Inspiration: 20 Deep African Proverbs That Will Transform Your Thinking
Timeless Wisdom: 20 African Proverbs You Should Never Ignore
Inspiration: 20 Deep African Proverbs That Will Transform Your Thinking
African proverbs are used to impart knowledge and moral values. As a result, they offer guidance on how to have a happy and prosperous life as well as moral precepts, which are conveyed via them.
African proverbs play a significant role in moral and social education as well as in showing people how to behave themselves successfully in everyday life.
1. The darkness has ears. — Masai saying
2. You were not conceived by the child you bear. — Somali saying
3. A Nigerian proverb states that a doctor who summoned a storm on his people cannot save his home from being destroyed.
4. A Senegalese proverb states that an intelligent foe is preferable to a dimwitted friend.
5. A Tswana proverb states that a young bird won’t crow until it hears the older ones.
6. Avoid dancing while carrying the egg basket. — Ambede saying
7. There is no master over the food that is prepared. — Malagasy proverb
8. The elders’ worlds only lock the right door; they do not lock the others. —Zambian proverb
9. Food won’t be produced by even the best cooking pot. – Afrocentric saying
10. The Malagasy proverb “The child of a rat is a rat” is comparable to the Japanese idiom “The child of a frog is a frog.”

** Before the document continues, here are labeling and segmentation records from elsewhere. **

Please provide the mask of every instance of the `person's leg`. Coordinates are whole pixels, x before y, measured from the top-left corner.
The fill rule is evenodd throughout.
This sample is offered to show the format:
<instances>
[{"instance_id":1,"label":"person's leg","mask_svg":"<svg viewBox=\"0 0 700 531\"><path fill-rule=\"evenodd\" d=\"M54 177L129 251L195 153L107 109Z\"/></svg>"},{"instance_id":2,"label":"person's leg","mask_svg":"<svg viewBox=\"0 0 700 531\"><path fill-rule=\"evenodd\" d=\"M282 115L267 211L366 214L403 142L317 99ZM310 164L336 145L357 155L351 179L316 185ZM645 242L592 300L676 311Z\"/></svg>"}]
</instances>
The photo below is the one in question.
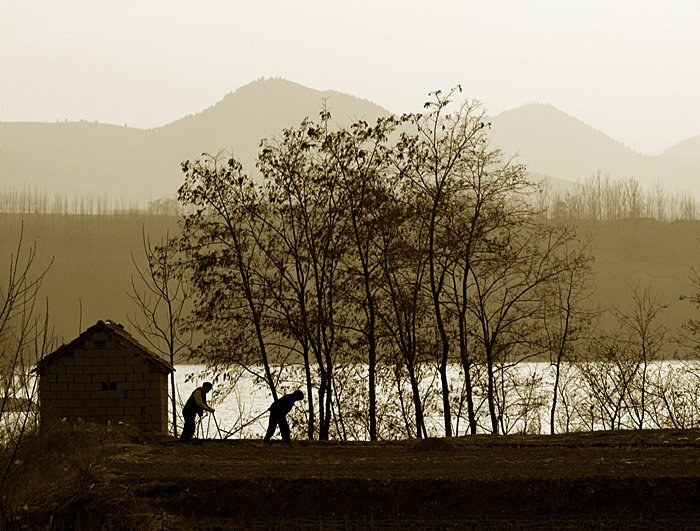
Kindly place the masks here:
<instances>
[{"instance_id":1,"label":"person's leg","mask_svg":"<svg viewBox=\"0 0 700 531\"><path fill-rule=\"evenodd\" d=\"M289 424L287 424L287 418L286 418L286 417L282 417L282 418L279 419L277 422L278 422L279 425L280 425L280 433L282 434L282 438L283 438L285 441L289 442L289 433L290 433L290 430L289 430Z\"/></svg>"},{"instance_id":2,"label":"person's leg","mask_svg":"<svg viewBox=\"0 0 700 531\"><path fill-rule=\"evenodd\" d=\"M182 427L180 442L190 442L190 439L192 439L192 435L194 435L194 418L197 416L197 414L195 412L190 413L189 411L183 411L182 416L185 419L185 425Z\"/></svg>"},{"instance_id":3,"label":"person's leg","mask_svg":"<svg viewBox=\"0 0 700 531\"><path fill-rule=\"evenodd\" d=\"M274 413L270 413L270 421L267 425L267 433L265 434L265 442L268 442L270 440L270 437L272 437L275 434L275 428L277 428L277 417Z\"/></svg>"}]
</instances>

11. Your current position reveals where you stood when you were younger. — Yoruba saying
12. A Masai proverb states that a person who is unable to dance claims the yard is stony.
13. African proverb: “You can’t name a child that hasn’t been born.”
14. Egyptian proverb: “Do a good deed and cast it into the sea.”
15. A Nigerian proverb states that when a tree’s roots start to rot, the branches will soon follow.
16. The frogs will hear slander by the stream. — Mozambique saying
17. Everyone is the parent of a child. — Sudanese saying
18. According to a Ghanaian proverb, even the king of the forest, the lion, defends itself from flies.
19. Birds sing because they have songs, not because they know the answers. – Afrocentric saying
20. According to a Gambian proverb, if all you have is a hammer, everything looks like a nail.